Received: 25 February 2002

Accepted: 25 September 2002

Published: 25 September 2002

Abstract

Background

In the Confidential Enquiry into Maternal Deaths (CEMD) Report, the very high risk of mortality in women who refuse blood transfusions is highlighted. The objectives were to establish current knowledge about, and views of transfusion in our pregnant population and to establish the level of compliance with the set audit standard.

Method

Questionnaire survey of 228 women, including both high and low risk pregnancies, attending ante-natal clinic between 2–9 May 2000 at the North Staffordshire Maternity Hospital, Stoke on Trent.

Results

The response rate was 100%. Only 43% were aware of the possible need for blood transfusion in pregnancy. If a blood transfusion was required, 92% stated that they would accept a blood transfusion in pregnancy. Four percent stated that they would not accept a transfusion because of religious reasons and risk of infection and the remaining four percent did not declare a reason.

Conclusions

This short survey identified that 57% of women were not aware of the possible need for blood transfusion during pregnancy. There is a need for more information to be shared on this subject with all antenatal women. Women who would refuse a transfusion need to be identified at booking and be referred for counselling and a management plan made for pregnancy, labour and delivery.

Keywords

blood transfusion pregnancy refuse

Background

The vast majority of women accept blood transfusion if the clinical reasons for its necessity are fully and appropriately explained. However, a few women may continue to refuse transfusion because of specific personal or religious beliefs. The main group of women who may refuse for religious reasons are members of the Jehovah's Witness faith. Jehovah's Witnesses interpret a Biblical injunction [1] as meaning that the transfusion of whole blood, or its primary components, is prohibited, even if considered life-saving.

Worldwide there are 6 million Jehovah's Witnesses [2] with 125,000 in the United Kingdom. In our district, North Staffordshire, there are 3,000 baptised Jehovah's Witnesses of whom 400–500 are women that may present annually to the Obstetrics & Gynaecology department.

Jehovah's Witnesses will not accept transfusions of whole blood, packed red cells, white cells, plasma, and platelets [3]. However, Jehovah's Witnesses will accept non blood products such as Ringer's lactate, normal saline, hypertonic saline, dextran, gelatine (gelofusine/haemaccel), and hetastarch [3].

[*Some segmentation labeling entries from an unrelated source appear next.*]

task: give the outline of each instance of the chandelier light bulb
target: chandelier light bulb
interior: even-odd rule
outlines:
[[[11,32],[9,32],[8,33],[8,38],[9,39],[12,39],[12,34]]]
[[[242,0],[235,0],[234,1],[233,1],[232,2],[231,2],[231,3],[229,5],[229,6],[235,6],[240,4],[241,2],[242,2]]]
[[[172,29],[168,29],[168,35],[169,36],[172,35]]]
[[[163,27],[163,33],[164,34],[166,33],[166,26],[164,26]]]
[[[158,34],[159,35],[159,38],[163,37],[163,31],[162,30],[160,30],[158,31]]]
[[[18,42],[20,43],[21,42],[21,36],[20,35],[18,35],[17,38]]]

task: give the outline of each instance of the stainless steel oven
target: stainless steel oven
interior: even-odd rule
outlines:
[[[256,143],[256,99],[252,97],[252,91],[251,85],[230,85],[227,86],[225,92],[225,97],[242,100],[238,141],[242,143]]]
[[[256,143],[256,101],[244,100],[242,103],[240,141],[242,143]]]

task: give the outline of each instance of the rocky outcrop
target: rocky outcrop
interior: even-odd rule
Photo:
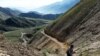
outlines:
[[[40,49],[62,49],[64,43],[75,46],[76,56],[100,55],[100,1],[81,0],[54,23],[39,33],[32,43]],[[53,39],[59,42],[56,43]],[[68,46],[66,47],[68,48]]]

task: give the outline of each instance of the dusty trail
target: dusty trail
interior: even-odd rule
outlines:
[[[67,48],[68,45],[66,43],[66,45],[64,45],[65,43],[62,43],[62,42],[59,42],[57,39],[51,37],[50,35],[47,35],[44,30],[41,31],[41,33],[44,35],[44,36],[47,36],[49,39],[51,39],[52,41],[54,41],[56,44],[58,44],[61,48]]]

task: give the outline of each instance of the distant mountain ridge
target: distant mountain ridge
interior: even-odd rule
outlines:
[[[28,13],[21,13],[19,16],[21,17],[29,17],[29,18],[42,18],[42,19],[56,19],[60,14],[41,14],[37,12],[28,12]]]

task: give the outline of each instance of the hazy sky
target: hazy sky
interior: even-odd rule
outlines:
[[[41,10],[42,7],[47,7],[50,5],[53,6],[55,4],[59,5],[71,4],[71,2],[73,1],[77,0],[0,0],[0,6],[28,12],[28,11],[36,11],[37,8]]]
[[[63,0],[0,0],[0,6],[29,11],[62,1]]]

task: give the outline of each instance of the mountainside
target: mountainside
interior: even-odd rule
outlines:
[[[27,20],[23,20],[23,23],[21,20],[23,18],[9,18],[8,21],[13,24],[16,24],[13,21],[28,24]],[[15,32],[6,34],[9,36]],[[19,37],[18,33],[17,38]],[[21,43],[17,46],[9,42],[4,44],[8,46],[0,43],[0,47],[13,56],[65,56],[70,45],[74,45],[74,56],[100,56],[100,0],[81,0],[56,21],[39,28],[26,45],[21,46]]]
[[[41,18],[41,19],[54,20],[58,16],[60,16],[60,14],[45,14],[45,15],[42,15],[42,14],[37,13],[37,12],[29,12],[29,13],[21,13],[19,16],[29,17],[29,18]]]
[[[13,27],[32,27],[46,24],[44,21],[26,19],[21,17],[11,17],[5,20],[5,25]]]
[[[0,7],[0,11],[9,15],[9,16],[16,16],[16,15],[19,15],[21,13],[18,10],[12,10],[10,8],[2,8],[2,7]]]
[[[41,50],[49,49],[53,53],[58,50],[63,54],[70,45],[74,45],[76,56],[100,56],[99,21],[100,1],[81,0],[29,43]]]

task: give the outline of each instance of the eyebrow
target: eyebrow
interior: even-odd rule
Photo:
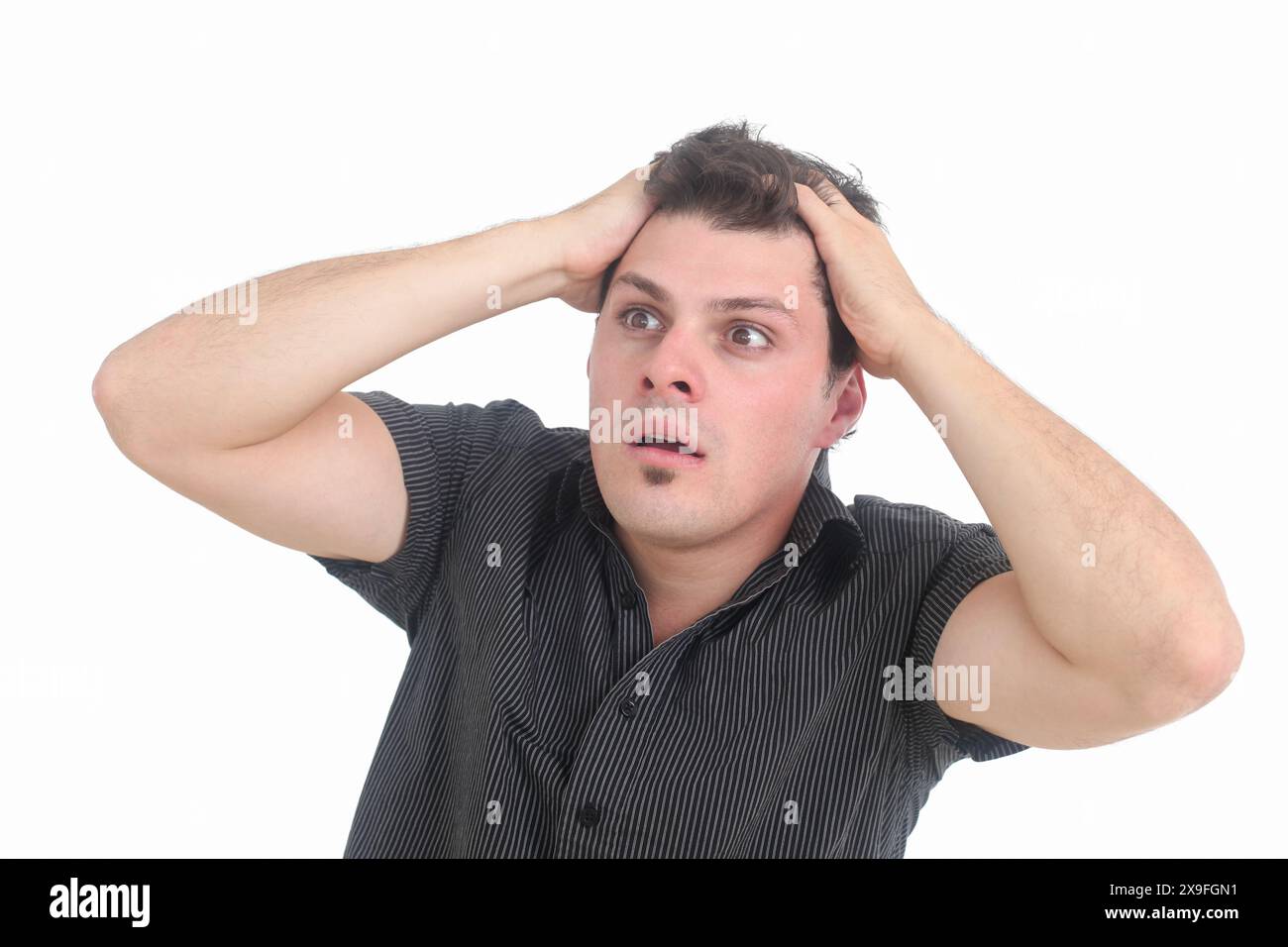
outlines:
[[[635,273],[632,271],[618,273],[617,278],[613,280],[613,286],[617,283],[634,286],[640,292],[652,296],[656,301],[662,303],[663,305],[672,301],[670,292],[641,273]],[[612,289],[612,286],[609,289]],[[728,296],[725,299],[711,299],[707,301],[705,308],[707,312],[766,312],[772,316],[779,316],[781,318],[791,322],[795,329],[800,329],[800,321],[796,316],[790,309],[783,308],[782,303],[777,299],[772,299],[769,296]]]

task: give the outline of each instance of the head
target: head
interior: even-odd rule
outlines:
[[[826,178],[881,222],[858,179],[746,122],[697,131],[658,160],[645,183],[656,210],[604,273],[590,406],[600,417],[614,402],[620,415],[674,410],[697,454],[666,463],[594,437],[594,424],[591,454],[621,526],[688,546],[795,512],[819,451],[853,433],[867,399],[792,182],[819,189]]]

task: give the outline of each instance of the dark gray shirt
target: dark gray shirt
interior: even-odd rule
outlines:
[[[988,523],[877,496],[827,452],[786,551],[654,647],[590,433],[513,399],[408,405],[383,563],[313,557],[411,652],[344,857],[902,857],[944,769],[1027,749],[886,700],[957,603],[1011,568]]]

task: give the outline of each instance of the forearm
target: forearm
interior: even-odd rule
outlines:
[[[1195,680],[1242,648],[1216,569],[1157,496],[948,323],[914,325],[895,378],[939,426],[1054,648],[1136,683]]]
[[[562,281],[542,220],[305,263],[185,307],[194,312],[176,312],[117,347],[94,381],[95,401],[118,443],[259,443],[354,380],[555,295]]]

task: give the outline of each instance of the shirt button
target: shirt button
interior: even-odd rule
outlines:
[[[581,809],[577,810],[577,821],[586,828],[594,828],[599,825],[599,807],[594,803],[582,803]]]

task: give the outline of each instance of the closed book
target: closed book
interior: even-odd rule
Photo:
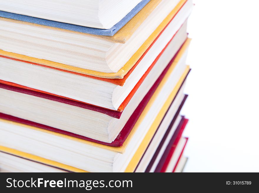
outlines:
[[[173,88],[169,79],[162,80],[121,147],[107,146],[2,119],[0,140],[3,145],[0,150],[72,171],[132,172],[188,71],[187,68]],[[164,81],[167,82],[164,85]],[[165,91],[168,90],[170,93],[166,94]],[[10,137],[12,141],[8,139]],[[19,142],[16,145],[16,141]],[[33,147],[29,145],[32,143]],[[68,155],[77,159],[68,159]]]
[[[193,5],[185,1],[162,1],[134,32],[129,32],[127,23],[122,37],[129,38],[125,42],[1,18],[4,38],[1,39],[0,54],[94,76],[122,78],[171,20],[179,29],[187,19]],[[139,22],[144,9],[131,20]]]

Matters of patient choice include immunogloulins, clotting factors, albumin, dialysis, intra-operative cell salvage, haemodilution, and organ transplant [3].

In the CEMD the very high risk of mortality in women who refuse blood transfusion was highlighted [4]. The death rate in this group was 1 per 1,000 maternities compared with an expected incidence of less than 1 per 100, 000 maternities. A survey of 147 labour wards in the United Kingdom found only two units had recommendations for the management of women who refuse blood transfusion [5].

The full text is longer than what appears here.